To fight back against online-only competitors, retailers with stores are realizing their physical locations have the potential to be a powerful differentiator against the likes of Amazon. By implementing Buy Online/Pickup in Stores, retailers can attract customers into their aisles and, through proper selling and well executed promotions, increase the size of the purchase over what the online-only transaction would have been. Buy Online/Ship from Stores has the potential to speed up delivery, reduce shipping charges, and increase inventory turns of slow-moving goods.
Below is an excerpt of a recent interview I did with RIS News which appeared in the report Next-Gen Store Ops: Optimizing the Last Mile of Service (registration is required but free). The report discusses how retailers are adapting store operations to better align with customer and market demands.
- What kind of shopping experience should the next-gen store aim to deliver?
Any category of retailer should provide an experience that meets or exceeds customer expectations. And two things are clear:
- Customers expect a seamless and satisfying online-to-store shopping experience
- Retailers must use analytics and customer insight — as they do now to fine-tune their web presence — to align store-level actions with customer demand
Consumers demand network wide visibility into product availability and the ability to click and collect, click and ship, and more. If the order is collected in store, it better be there when the customer arrives. If shipped, it needs to arrive as soon as possible, for free. Therefore, retailers need systems to maximize the efficiency of finite store labor in executing traditional and current and future e-commerce driven tasks.
- What are the high-priority technology enablers of a next-gen store strategy?
Shoppers who buy both online and in-store spend a lot more than online- and store-only customers. Omni-channel operational excellence is thus a competitive and brand differentiator.

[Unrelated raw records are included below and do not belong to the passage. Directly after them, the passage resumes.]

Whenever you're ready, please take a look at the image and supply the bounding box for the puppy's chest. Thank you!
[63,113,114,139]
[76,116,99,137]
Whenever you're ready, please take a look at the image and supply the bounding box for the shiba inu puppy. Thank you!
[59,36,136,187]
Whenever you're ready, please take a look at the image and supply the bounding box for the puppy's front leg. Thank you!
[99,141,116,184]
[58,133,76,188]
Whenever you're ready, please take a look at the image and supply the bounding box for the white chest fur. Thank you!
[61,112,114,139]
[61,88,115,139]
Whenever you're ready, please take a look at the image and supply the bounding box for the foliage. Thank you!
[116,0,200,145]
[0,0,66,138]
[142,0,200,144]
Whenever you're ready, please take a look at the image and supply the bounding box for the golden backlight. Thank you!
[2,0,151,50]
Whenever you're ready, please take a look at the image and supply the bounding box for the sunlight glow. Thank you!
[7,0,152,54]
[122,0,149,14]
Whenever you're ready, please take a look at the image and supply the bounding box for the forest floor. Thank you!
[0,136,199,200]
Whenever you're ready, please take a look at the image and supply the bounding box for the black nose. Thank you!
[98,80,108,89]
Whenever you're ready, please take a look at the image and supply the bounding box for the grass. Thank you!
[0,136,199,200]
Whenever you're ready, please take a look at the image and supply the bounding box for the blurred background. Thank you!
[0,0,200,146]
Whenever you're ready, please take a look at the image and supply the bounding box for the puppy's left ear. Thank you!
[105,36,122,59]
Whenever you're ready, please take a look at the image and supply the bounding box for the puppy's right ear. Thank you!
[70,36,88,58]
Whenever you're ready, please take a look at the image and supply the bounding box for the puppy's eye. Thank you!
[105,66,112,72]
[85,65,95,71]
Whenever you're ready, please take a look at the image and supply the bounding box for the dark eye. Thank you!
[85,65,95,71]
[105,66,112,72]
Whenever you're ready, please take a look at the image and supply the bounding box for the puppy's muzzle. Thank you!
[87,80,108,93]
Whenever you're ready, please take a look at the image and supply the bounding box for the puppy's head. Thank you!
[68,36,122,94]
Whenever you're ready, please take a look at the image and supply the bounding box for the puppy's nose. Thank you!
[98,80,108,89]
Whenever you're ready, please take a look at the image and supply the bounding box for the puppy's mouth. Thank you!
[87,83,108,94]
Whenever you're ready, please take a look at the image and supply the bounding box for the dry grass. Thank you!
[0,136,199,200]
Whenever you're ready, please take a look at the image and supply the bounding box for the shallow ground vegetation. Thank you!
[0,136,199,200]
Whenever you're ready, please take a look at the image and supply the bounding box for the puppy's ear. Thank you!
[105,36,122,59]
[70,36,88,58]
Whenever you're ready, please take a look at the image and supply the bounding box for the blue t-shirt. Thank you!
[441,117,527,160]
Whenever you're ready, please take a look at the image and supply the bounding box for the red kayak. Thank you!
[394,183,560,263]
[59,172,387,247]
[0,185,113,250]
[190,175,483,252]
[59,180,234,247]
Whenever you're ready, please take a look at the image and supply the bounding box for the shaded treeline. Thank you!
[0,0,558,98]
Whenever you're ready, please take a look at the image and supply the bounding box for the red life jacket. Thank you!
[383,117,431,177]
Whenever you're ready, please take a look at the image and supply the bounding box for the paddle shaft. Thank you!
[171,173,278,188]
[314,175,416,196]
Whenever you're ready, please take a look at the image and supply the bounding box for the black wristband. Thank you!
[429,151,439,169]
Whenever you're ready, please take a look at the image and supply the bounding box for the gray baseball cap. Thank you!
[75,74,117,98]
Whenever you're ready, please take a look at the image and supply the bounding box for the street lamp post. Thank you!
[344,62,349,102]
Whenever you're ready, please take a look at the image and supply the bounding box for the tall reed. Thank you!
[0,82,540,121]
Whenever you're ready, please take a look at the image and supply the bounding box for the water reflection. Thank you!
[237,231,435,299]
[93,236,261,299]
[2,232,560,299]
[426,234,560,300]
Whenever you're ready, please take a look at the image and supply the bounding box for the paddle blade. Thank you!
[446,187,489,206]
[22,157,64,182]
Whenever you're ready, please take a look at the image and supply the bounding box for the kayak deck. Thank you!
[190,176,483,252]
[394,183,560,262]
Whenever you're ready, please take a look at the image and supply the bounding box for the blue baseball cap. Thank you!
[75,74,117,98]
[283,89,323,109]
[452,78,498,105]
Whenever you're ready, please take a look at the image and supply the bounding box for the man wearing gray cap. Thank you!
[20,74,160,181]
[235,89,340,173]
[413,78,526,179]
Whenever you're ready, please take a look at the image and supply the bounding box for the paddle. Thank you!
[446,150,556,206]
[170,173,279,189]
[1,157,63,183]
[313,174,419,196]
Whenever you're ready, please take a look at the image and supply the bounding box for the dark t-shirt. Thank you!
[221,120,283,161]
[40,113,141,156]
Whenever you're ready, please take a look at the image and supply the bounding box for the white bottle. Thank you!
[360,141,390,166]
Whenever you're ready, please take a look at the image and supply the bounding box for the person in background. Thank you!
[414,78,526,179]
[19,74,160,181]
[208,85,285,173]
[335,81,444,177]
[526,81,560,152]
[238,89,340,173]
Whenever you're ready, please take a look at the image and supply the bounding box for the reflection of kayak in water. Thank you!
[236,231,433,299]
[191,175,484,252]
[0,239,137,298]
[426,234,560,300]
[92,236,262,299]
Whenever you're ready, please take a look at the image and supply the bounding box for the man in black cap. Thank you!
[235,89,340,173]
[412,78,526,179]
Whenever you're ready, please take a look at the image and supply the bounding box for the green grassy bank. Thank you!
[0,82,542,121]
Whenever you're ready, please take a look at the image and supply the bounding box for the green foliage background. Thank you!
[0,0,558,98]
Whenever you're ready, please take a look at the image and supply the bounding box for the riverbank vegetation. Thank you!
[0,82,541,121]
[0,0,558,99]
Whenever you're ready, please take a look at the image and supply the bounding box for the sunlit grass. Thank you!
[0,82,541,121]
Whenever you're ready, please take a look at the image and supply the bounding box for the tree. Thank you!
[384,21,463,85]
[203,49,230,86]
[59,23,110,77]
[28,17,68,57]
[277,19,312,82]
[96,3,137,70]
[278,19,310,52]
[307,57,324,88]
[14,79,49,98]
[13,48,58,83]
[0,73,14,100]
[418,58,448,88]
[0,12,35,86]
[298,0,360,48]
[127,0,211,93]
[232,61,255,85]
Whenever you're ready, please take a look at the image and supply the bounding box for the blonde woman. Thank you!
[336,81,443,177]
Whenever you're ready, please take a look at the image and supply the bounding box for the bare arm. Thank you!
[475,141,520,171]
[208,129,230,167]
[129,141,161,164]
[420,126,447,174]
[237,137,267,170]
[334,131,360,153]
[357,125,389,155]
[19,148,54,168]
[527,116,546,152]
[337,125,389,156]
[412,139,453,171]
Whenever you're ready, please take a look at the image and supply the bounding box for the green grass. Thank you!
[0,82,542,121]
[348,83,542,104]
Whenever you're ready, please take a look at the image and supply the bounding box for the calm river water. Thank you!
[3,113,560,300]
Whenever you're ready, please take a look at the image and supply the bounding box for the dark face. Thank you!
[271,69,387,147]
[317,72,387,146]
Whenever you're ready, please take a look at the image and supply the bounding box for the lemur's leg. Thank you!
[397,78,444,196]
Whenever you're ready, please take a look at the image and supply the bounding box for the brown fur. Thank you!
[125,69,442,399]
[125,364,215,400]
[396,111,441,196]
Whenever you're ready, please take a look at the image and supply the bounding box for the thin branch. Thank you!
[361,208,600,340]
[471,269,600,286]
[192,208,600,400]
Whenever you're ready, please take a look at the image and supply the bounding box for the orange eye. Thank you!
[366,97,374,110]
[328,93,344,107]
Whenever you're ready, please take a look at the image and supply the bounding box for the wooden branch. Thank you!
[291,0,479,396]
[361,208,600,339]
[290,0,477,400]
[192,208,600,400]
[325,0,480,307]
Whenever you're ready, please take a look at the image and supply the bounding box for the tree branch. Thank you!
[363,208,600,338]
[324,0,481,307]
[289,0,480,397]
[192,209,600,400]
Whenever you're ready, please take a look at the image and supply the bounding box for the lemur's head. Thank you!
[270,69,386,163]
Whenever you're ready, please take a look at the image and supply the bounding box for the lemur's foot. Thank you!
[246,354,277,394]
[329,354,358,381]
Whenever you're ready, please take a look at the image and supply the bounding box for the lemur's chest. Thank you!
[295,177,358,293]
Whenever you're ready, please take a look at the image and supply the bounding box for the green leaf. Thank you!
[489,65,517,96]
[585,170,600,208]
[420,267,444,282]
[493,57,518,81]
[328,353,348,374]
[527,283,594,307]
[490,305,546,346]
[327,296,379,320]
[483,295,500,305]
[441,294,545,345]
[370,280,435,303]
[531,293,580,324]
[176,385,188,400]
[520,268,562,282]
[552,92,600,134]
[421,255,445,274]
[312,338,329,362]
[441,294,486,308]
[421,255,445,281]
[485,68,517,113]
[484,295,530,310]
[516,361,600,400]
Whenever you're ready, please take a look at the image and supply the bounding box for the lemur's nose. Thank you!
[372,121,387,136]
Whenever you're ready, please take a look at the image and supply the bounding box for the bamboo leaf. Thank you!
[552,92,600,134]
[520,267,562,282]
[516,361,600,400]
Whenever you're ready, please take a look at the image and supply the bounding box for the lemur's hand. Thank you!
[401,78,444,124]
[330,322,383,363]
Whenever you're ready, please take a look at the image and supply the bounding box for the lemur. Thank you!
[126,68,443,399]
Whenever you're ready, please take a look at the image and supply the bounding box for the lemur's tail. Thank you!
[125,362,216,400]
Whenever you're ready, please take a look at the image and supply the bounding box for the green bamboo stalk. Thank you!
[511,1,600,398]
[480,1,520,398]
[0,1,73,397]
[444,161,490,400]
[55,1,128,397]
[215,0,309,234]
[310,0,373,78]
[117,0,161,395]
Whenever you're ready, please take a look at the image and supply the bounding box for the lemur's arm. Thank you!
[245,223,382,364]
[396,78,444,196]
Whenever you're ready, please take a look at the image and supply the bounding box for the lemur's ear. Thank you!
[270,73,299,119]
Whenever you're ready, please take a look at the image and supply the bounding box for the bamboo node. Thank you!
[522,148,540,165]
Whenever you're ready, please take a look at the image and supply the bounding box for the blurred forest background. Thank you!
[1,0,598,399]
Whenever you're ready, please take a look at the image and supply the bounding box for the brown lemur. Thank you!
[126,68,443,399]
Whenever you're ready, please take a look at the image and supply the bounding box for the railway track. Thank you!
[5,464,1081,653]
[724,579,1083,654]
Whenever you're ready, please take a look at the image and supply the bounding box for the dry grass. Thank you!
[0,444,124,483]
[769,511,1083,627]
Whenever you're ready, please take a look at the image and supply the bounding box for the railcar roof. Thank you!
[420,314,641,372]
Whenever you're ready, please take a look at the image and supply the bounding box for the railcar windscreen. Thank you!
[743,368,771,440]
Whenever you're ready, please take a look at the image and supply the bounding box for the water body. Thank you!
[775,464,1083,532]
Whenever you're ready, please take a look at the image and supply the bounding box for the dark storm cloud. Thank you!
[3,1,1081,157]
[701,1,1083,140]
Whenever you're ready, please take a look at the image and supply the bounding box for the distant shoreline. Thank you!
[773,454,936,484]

Unfortunately, in a recent report by RIS News, just 25% of retail execs said they had up-to-date technology to execute processes like Buy Online/Pickup in Store. In the big picture, retail CIOs must lead their companies to break free of legacy apps that serve siloed departments only. Providing a satisfying shopping experience across all points of interaction must be the primary focus.
At the store operations level, that means implementing a solution that puts information into the hands of managers and associates so they can better engage customers. And it has to be just one app, preferably mobile. Today’s associates and “I want it now” customers alike will not put up with delays due to switching among multiple disjointed applications.
- How are retailers leaving money on the table due to inefficient HQ-to-stores communication and labor operations practices?
In the RIS News report I mentioned, retail executives said the number one reason for poor execution of merchandising, labor operations, and omni-channel processes was the use of email and spreadsheets. Yet many retailers still attempt to run stores using these tools, which are expensive, slow, error-prone, and literally, so last century.
- What is an example of a low-hanging fruit that retailers can focus on that will deliver improved store productivity?
An integrated real-time execution/workforce management platform is the new baseline for store operations. And that platform should tie in with other sources in the store eco-system such as Advanced Analytics (Big Data), location services (e.g., real-time promotions and customer check-in), and traffic intelligence to feed into a single app for viewing and responding to tasks and alerts. The good news is these solutions, at least the ones from Reflexis, can be implemented in weeks or months.
In addition, retailers need to better analyze unstructured data coming from social media, blogs, and news sites to anticipate and respond to customer demand. Reflexis is working with our partners in the IBM Watson team to help retailers identify and better respond to trends and events such as local events, weather, social buzz, and customer sentiment that they were previously unaware of but which are big drivers of customer demand.